Он не знал отца. И мать тоже, кажется, его не знала. В ее путаных рассказах он был разным – офицером и даже Принцем Уэльским. Священником и так далее. И жили они в Поганом проулке. В мире трущоб. С их правилами, порядками и вонючими сортирами.

Я ищу тот момент, с которого началась ответственность, началась тьма, начался я.
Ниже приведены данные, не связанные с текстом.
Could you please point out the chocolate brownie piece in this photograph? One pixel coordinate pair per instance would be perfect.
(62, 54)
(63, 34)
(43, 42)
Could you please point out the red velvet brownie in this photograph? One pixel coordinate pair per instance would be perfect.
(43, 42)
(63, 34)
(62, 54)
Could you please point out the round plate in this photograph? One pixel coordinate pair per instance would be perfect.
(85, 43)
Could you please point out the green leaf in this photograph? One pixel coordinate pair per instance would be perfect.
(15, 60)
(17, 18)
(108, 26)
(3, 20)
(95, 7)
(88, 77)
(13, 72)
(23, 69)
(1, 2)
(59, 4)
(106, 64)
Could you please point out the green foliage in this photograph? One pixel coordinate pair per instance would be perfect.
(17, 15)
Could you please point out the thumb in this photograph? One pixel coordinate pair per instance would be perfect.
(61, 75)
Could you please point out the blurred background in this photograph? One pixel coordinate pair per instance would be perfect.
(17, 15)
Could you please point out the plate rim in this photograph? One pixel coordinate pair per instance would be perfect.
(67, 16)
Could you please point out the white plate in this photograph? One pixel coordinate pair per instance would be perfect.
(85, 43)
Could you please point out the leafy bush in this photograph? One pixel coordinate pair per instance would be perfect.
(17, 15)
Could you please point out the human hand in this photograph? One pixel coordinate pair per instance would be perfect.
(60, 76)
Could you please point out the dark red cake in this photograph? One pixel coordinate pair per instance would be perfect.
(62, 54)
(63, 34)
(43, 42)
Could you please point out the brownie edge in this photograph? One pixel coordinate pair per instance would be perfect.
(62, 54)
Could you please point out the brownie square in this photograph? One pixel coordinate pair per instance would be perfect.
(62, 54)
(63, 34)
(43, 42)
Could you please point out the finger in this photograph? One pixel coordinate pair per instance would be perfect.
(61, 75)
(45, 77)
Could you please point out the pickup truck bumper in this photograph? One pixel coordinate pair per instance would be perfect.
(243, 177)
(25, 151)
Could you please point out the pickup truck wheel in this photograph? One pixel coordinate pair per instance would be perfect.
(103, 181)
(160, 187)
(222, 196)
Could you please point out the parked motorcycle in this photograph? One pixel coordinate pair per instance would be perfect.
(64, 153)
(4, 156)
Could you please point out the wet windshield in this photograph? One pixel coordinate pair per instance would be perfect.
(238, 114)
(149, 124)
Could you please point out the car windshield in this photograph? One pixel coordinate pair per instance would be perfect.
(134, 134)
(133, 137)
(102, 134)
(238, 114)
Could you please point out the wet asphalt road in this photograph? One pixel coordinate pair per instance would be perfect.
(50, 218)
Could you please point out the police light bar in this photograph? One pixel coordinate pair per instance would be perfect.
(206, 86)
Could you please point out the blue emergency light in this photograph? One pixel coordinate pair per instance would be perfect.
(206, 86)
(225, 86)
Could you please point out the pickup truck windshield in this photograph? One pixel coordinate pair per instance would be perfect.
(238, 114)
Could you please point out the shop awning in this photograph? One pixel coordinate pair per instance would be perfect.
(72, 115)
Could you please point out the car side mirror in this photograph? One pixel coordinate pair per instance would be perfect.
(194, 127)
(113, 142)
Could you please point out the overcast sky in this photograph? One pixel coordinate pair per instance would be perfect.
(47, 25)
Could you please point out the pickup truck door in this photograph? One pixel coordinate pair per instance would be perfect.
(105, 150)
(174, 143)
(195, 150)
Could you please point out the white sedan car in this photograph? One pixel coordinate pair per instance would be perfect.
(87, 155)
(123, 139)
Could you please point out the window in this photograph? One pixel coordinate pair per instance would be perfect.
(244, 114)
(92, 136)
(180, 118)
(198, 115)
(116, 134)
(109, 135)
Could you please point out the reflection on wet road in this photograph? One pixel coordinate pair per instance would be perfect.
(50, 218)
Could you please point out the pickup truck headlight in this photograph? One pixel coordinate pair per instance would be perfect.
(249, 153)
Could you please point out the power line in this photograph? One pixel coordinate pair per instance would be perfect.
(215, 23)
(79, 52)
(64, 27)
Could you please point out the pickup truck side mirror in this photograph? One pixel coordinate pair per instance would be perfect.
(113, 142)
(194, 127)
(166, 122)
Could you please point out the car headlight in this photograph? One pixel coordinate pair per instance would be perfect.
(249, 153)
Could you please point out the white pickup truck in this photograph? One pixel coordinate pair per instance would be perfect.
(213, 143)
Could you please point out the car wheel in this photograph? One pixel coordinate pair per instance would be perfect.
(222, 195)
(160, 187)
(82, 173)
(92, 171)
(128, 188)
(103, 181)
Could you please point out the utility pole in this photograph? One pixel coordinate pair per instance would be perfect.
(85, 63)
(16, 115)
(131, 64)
Он был из тех людей, который бросается от ненависти к благодарности. Все что он делал пил, принимал наркотики, курил - все делал для того, чтобы гнать реальность подальше в угол, а потом, чтобы бежать из мира абсурда в мир апокалипсиса…
А та любовь, что свалилась не него… Разве о такой любви он мечтал? Все с самого начала пошло не так, как он желал и представлял. Заманить свою Беатрис к себе в дом …. Оказалось труднейшей задачей. Ее нравственность не знала границ, и ее правила повеления шли вразрез с правилами поведения нашего главного героя.